Karmen (Comic)

Guillem March
Karmen
(Karmen, 2020)
Übersetzung: Joaquim Balada Hartmann
Cross Cult, 2022, Hardcover, 120 Seiten, 35,00 EUR

Rezension von Christel Scheja

Den spanischen Künstler Guillem March dürften einige schon durch seine Mitarbeit an Superhelden-Serien wie „Catwoman“ oder „Harley Quinn“ kennen. Nun legt er mit „Karmen“ eine ganz eigene von ihm geschriebene und gezeichnete Geschichte vor, deren Schauplatz Palma de Mallorca ist.
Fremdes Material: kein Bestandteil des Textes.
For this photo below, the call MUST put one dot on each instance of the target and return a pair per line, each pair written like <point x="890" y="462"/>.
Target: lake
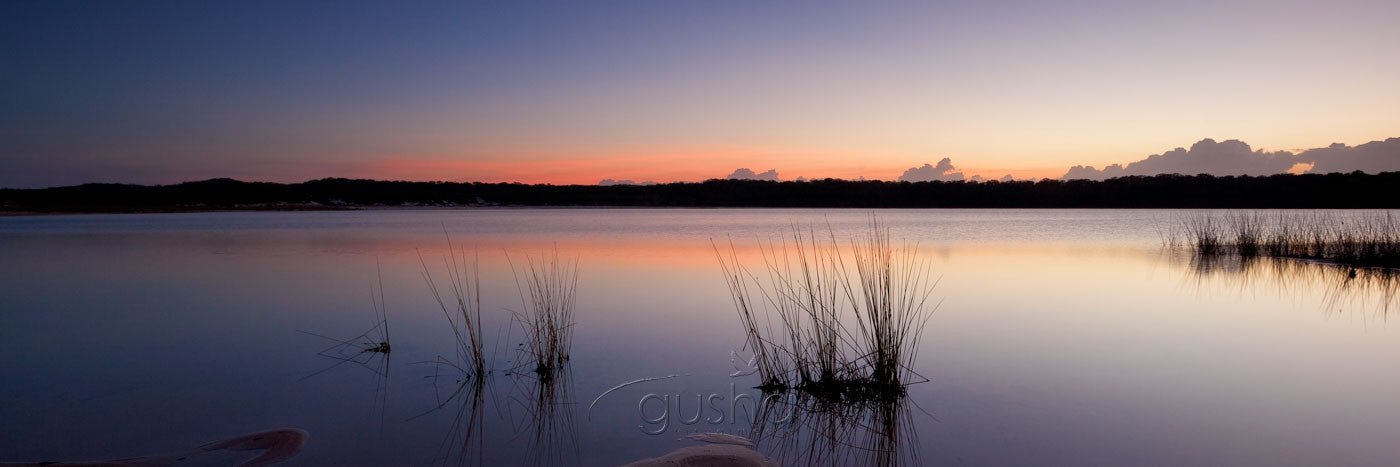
<point x="1060" y="337"/>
Catalina ist egozentrisch und verliebt. Leider bekommt sie ein paar Dinge in den falschen Hals, so dass sie ganz spontan hingeht und ihrem Leben versucht ein Ende zu setzen. Doch dann ist auf einmal eine Frau in einem Skelettanzug zur Stelle, die sie auf eine ganz besondere Reise mitnimmt. Denn so wie sie ist, wandert sie durch die sonnendurchflutete Stadt und lernt diese auf eine ganz neue Art und Weise kennen. Scheinbar hat Karmen, so der Name der Unbekannten, eine Art Engel, etwas ganz besonderes mit ihr vor.

 

Metaphysische Reisen, der Moment zwischen Leben und Tod, die Entscheidungen, die eine junge Frau zu treffen hat, all das ist schon einmal da gewesen und nicht gerade neu. Aber Guillem March verleiht dem Thema eine eigene Note. Denn Karmen ist hier nicht der Engel, der die Hauptfigur die ganze Zeit an die Hand nimmt und sie auf Sachen stößt, sie lässt Catalina auch schon einmal alleine durch die Gegend wandern und ihre Erfahrungen machen.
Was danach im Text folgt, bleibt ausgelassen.